Część 19

1.3K 134 16
                                    

Nowy Jork. 1916

Ciemność. Przeszywający, bezkresny mrok. I ból.

Skuliła się jeszcze bardziej drżąc z zimna. 

Leżała w ciemności i czekała aż przyjdą tym razem po nią.

Za każdym razem, gdy przychodzą zabierają kogoś, a czasem nawet kilkoro z obecnych w tej norze. Ten kto odejdzie nigdy nie wraca.

Gdziekolwiek ich zabierają, nigdzie nie może być tak źle jak tutaj, prawda?

W oddali usłyszała ciężkie kroki wartowników.

Uniosła się do klęczek, próbując jak najbardziej wtopić się w ciemność tego miejsca.

Widziała jak setki par oczu robią to samo.

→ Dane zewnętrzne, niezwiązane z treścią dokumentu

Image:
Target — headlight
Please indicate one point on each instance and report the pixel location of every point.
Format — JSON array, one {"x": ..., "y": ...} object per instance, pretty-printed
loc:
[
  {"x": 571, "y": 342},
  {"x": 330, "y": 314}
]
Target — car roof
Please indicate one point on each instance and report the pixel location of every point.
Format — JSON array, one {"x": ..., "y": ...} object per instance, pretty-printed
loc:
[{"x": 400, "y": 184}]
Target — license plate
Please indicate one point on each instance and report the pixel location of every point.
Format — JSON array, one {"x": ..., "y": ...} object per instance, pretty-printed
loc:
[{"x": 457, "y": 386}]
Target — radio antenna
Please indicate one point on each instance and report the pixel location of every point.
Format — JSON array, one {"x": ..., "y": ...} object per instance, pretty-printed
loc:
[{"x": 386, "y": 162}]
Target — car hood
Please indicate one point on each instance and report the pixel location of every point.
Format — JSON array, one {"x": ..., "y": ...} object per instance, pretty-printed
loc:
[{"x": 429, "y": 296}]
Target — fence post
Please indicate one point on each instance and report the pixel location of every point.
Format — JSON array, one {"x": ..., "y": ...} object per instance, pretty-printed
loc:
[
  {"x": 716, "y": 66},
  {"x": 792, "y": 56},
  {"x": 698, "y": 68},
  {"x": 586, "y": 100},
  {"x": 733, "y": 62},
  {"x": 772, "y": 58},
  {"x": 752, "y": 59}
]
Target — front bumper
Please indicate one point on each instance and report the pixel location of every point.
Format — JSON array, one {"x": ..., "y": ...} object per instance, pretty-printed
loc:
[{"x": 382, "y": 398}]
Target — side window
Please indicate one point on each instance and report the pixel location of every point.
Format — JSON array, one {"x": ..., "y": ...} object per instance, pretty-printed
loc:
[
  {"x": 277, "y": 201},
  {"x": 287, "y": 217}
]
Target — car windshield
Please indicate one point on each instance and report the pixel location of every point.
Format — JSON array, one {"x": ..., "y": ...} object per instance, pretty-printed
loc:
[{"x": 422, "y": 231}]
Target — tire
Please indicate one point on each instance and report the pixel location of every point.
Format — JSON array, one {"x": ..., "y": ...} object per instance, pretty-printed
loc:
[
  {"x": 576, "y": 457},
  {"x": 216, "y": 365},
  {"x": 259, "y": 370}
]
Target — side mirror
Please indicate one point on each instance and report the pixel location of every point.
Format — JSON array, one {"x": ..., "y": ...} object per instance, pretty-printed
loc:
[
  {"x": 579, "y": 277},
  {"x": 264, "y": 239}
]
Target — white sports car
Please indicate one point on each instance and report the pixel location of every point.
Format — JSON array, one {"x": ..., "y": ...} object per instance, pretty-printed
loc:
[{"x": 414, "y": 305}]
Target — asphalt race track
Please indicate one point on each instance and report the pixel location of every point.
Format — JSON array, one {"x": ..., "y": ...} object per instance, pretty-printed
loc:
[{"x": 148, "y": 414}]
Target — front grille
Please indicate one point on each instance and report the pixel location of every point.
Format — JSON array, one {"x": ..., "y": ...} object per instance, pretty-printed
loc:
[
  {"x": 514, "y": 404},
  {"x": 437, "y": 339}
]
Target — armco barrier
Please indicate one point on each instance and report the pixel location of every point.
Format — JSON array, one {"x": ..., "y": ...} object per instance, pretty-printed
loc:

Daleko w głębi celi drzwi się otworzyły i pogrążone w mroku lochy  rozświetliło światło lamp oliwnych.

Do środka weszły dwie człekopodobne  istoty, lecz jedynie tym przypominały ludzi.

Trolle przechadzały się wśród rzędów klatek i wybierały niewolników. Ci, którzy zostali wybrani, byli wyciągani z nich i zaganiani na początek lochu.

Adira dyskretnie cofnęła się aż pod samą ścianę krat swej klatki. Miała nadzieję, że nie zwrócą na nią uwagi.

Jak bywa z nadzieją i tak dalej.... 

Zatrzymali się przy jej klatce.

- A tu co? Kotołak? - troll uniósł wyżej lampę, by poświecić mocniej na skuloną w klatce dziewczynę.

- Według listy to ludziowa samica. - powiedział drugi stwór, przypatrując się długiej liście przyczepionej do tabliczki.

- Bierzemy ją. Publiczne przytułki też potrzebują świeżego mięsa.

- Słyszałaś? - zarechotał troll z lampą. Otworzył klatkę i swoim wielkim łapskiem złapał Adirę za nogę i wyciągnął z klatki.

Krzyknęła, próbując złapać się krat, lecz daremne były jej wysiłki. 

Zawisła głową w dół, trzymana za nogę przez trolla. 

Próbowała utrzymać podartą, brudną sukienkę, tak zasłaniała to co miała zasłaniać.

- Mała wstydnisia, co? - zarechotał troll. Upuścił ją na podłogę. Jęknęła boleśnie, gdy kamienna posadzka spotkała się z jej twarzą.

Szybko jednak została postawiona na nogi przez tego samego trolla. Jego towarzysz złapał jej ręce i szarpnął do tyłu, by związać jej nadgarstki grubym sznurem.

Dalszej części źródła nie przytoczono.